# newbie needs help with lesson 3: loops

• 06-12-2003
newbie needs help with lesson 3: loops
in lesson 3 where says x++ in the example, what does the ++ bit do to x?
• 06-12-2003
x++ means increment x. If x is 5, the result of x++ is 6.
• 06-12-2003
Nectron
HAHA
it increments!

suppose we have a variable " Length "

Length++

is just like writing

Length = Length + 1

increment means adding 1 to the variable, so if

Length = 25

then we type

Length++

then the value of Length is now 26
• 06-12-2003
HaLCy0n
Another shorthand way of doing this is to say:

Length+=1;

It'll take the current value of length and add whatever you specify to it. Just make sure before you use any of these methods that length is initialized.
• 06-12-2003
ygfperson
Also legal is ++length. It does the same thing. The only difference is that the value ++length returns is after it increments length, which length++ just returns length.
• 06-12-2003
Cat

Code:

``` int x = 5; x++; // Line A // x is now 6  ++x; // Line B // x is now 7 int y = x++; // Line C // x is 8, y is 7 (the OLD value of x). int z = ++x; //Line D // x is 9, z is 9 (the NEW value of x).```
If your code does not need the return value, use ++x not x++.
I.e. instead of Line A's syntax, use Line B's.
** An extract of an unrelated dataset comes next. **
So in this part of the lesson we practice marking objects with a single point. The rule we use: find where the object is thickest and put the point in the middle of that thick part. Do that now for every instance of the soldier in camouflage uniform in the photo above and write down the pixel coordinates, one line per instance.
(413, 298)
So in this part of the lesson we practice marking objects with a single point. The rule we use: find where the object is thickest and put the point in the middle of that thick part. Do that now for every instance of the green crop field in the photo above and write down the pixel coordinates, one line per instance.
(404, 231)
The reason? ++x is always at least as efficient as x++ and sometimes more efficient. The reason is that x++ has to return an old, temporary value. In certain cases, the compiler can optimize away the unused temporary, but not always.

So, as a rule, if either will work, use ++x not x++, it's a better habit to be in.

So, write your for loops like:

for (int x = 0; x < 10; ++x)

which looks a little unusual but is a better habit to be in.